As expected, the reception for the Belfast-born boxer in his first fight in his home town for over seven years was emotional but the local fans understand boxing and they realised long before the first bell that Russia's Nikolai Eremeev was selected to make their fighter look good. When the fight was stopped with just eight seconds remaining in round four, the crowd generously applauded Eremeev and left knowing that the next time they see McCullough he will be in a real fight.

The 32-year-old now has to make a decision that will effect the rest of his life and select the most suitable and lucrative world title fight that his promoter Frank Warren can secure for him. There appears to be two likely options and both would be extremely difficult fights for him to win. A veteran of 10 years in Las Vegas gyms and several vicious fights, McCullough is simply not the boxer he was six or seven years ago.

The obvious fight is against Glasgow's recently-crowned World Boxing Organisation featherweight champion, Scott Harrison. However, in the hours after the fight it was clear that the leading contender is a move back to super-bantamweight and a fight against Panama's WBO champion at that weight, Juan Guzman. McCullough was just two pounds over the super-bantamweight limit for Saturday's bout and he claimed to have eaten a full cooked breakfast in the hours before the weigh-in.

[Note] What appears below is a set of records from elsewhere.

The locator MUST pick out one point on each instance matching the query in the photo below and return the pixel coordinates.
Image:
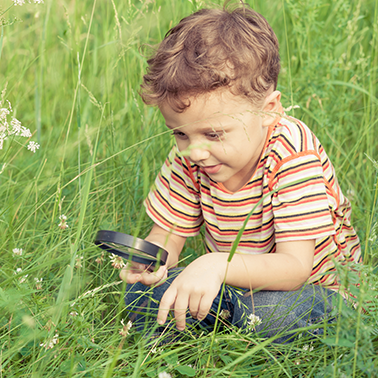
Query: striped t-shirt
(309, 203)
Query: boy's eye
(214, 136)
(178, 134)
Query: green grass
(72, 70)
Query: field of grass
(71, 71)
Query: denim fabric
(277, 311)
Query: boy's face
(223, 134)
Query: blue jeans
(267, 313)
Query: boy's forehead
(212, 103)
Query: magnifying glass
(131, 248)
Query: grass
(72, 70)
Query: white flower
(26, 134)
(33, 146)
(253, 321)
(164, 374)
(125, 328)
(49, 344)
(17, 251)
(117, 261)
(63, 224)
(16, 124)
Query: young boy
(214, 79)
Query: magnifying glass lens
(129, 251)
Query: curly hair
(232, 48)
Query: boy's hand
(195, 288)
(134, 272)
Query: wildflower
(22, 2)
(17, 251)
(125, 328)
(99, 260)
(49, 344)
(291, 107)
(27, 134)
(225, 314)
(164, 374)
(63, 222)
(17, 128)
(38, 283)
(78, 262)
(33, 146)
(253, 321)
(23, 278)
(3, 113)
(117, 261)
(308, 348)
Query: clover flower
(49, 344)
(117, 261)
(253, 321)
(63, 222)
(125, 328)
(17, 251)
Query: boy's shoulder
(291, 137)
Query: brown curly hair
(232, 48)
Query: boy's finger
(181, 305)
(204, 307)
(194, 305)
(151, 278)
(166, 304)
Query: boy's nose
(198, 154)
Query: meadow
(71, 71)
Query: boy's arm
(197, 286)
(172, 243)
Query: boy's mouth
(212, 169)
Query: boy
(214, 79)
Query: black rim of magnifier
(158, 255)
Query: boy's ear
(272, 104)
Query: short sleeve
(174, 202)
(301, 209)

Guzman would travel and fight in Belfast but Harrison will not and that seems to be the most important factor because taking McCullough away from his home town would be a dumb move. In Belfast, presumably at the recently-built Odyssey Arena, McCullough would sell-out and a crowd of nearly 10,000 cheering him on would create a daunting backdrop for any visiting fighter.

Warren will be calculating the risks in letting McCullough fight Guzman, who is unbeaten but untested in 18 bouts, and the financial and professional benefits in pushing directly for a fight against Harrison, which is the type of fight that would grace any decade in British boxing history.

The obvious sequence is for McCullough to beat Guzman, make a defence in Belfast and then surrender home advantage for a showdown next summer outdoor in Scotland against Harrison. This would also allow Harrison, who won the title two weeks ago in front of 5,000, to increase his popularity. However, if either Harrison or McCullough lose before sharing a ring, Warren will regret not pushing them together sooner and for good reason.

The nominal main event on Saturday night was almost ignored because of the clamour involving McCullough's homecoming but Belfast's Neil Sinclair retained his British welterweight title when he stopped Paul Knights in round two. Sinclair was cut in the first but was simply too powerful for Knights and after one brief knock-down it was waved off.